La population, d’environ quatre-vingt mille ames, est entassée dans des habitations très hautes et dans des rues étroites, sales et puantes, à cause d’un égout qui passe au milieu. La moitié au moins de ces habitations ne mérite guère le nom de maisons : ce sont des huttes de boue de forme cubique, souvent avec un cube plus petit élevé sur l’un des angles du toit qui est toujours une terrasse de terre battue. Dans les bazars, les boutiques des riches marchands sont un peu mieux construites, les matériaux en sont un peu meilleurs ; toutefois rien n’est ajusté d’équerre, et les murailles sont lézardées d’une manière effrayante, avant même que le toit soit posé dessus. La promenade d’un éléphant à travers les rues, à moins qu’il ne soit très docile, suffit pour faire reculer plus d’un mur et pour déterminer la chute des maisons en apparence les plus solides.
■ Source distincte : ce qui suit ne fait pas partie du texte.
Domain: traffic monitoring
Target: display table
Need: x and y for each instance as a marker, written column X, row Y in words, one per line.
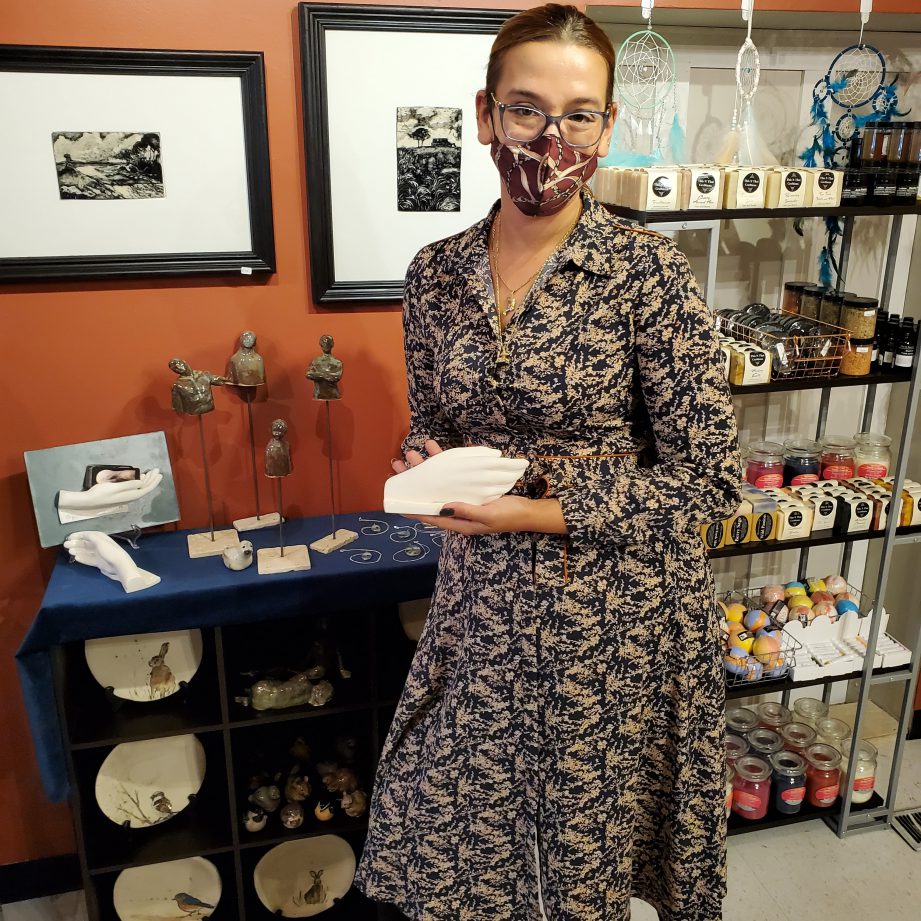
column 80, row 603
Celles qui ont trois ou quatre étages ont leurs façades généralement blanchies et couvertes de peintures mythologiques très grossières. Au-dessus de tout cela, la vaste mosquée royale bâtie par Aurengzeb élève encore dans les airs ses quatre minarets ; mais le corps du bâtiment a été converti en un magasin à poudre. C’est probablement cette destination nouvelle qui l’a sauvé du marteau des démolisseurs, car, ici et à Amritsir, l’exercice extérieur du culte musulman est interdit. La religion de Baba-Nanek n’y admet point de rivales.

Des religions, des peuples divers, ont leurs représentans dans la foule qui remplit ces étroits couloirs encaissés entre de hautes murailles. Les musulmans et les Hindous y sont pour le moins aussi communs que les Sikhs. Le Cachemirien et l’Afghan se reconnaissent à leur bonnet de peau d’agneau et à leurs longues manches ouvertes et pendantes. Le sauvage akhali, qui est proprement le fakir de la religion sikhe, et dont la discipline est d’être toujours vêtu de bleu et toujours armé, passe comme un mauvais esprit en jetant autour de lui des regards sinistres. Monté sur une rosse, le front ceint d’un cercle d’acier poli, le fusil à la main, la mèche pendante allumée, il cherche une proie, quelque banquier ou quelque riche seigneur qu’il puisse rançonner, ou qu’il poursuivra d’injures s’il n’en peut rien obtenir. Entre ces groupes, au milieu de ces figures sauvages, un nombre infini de taureaux, mis en liberté par la piété des Sikhs et des Hindous, des ânes, des mulets, des tattous cherchant leur nourriture parmi les immondices de la ville : voilà le spectacle, la confusion et les obstacles qu’offrent à chaque heure du jour les rues de Lahore.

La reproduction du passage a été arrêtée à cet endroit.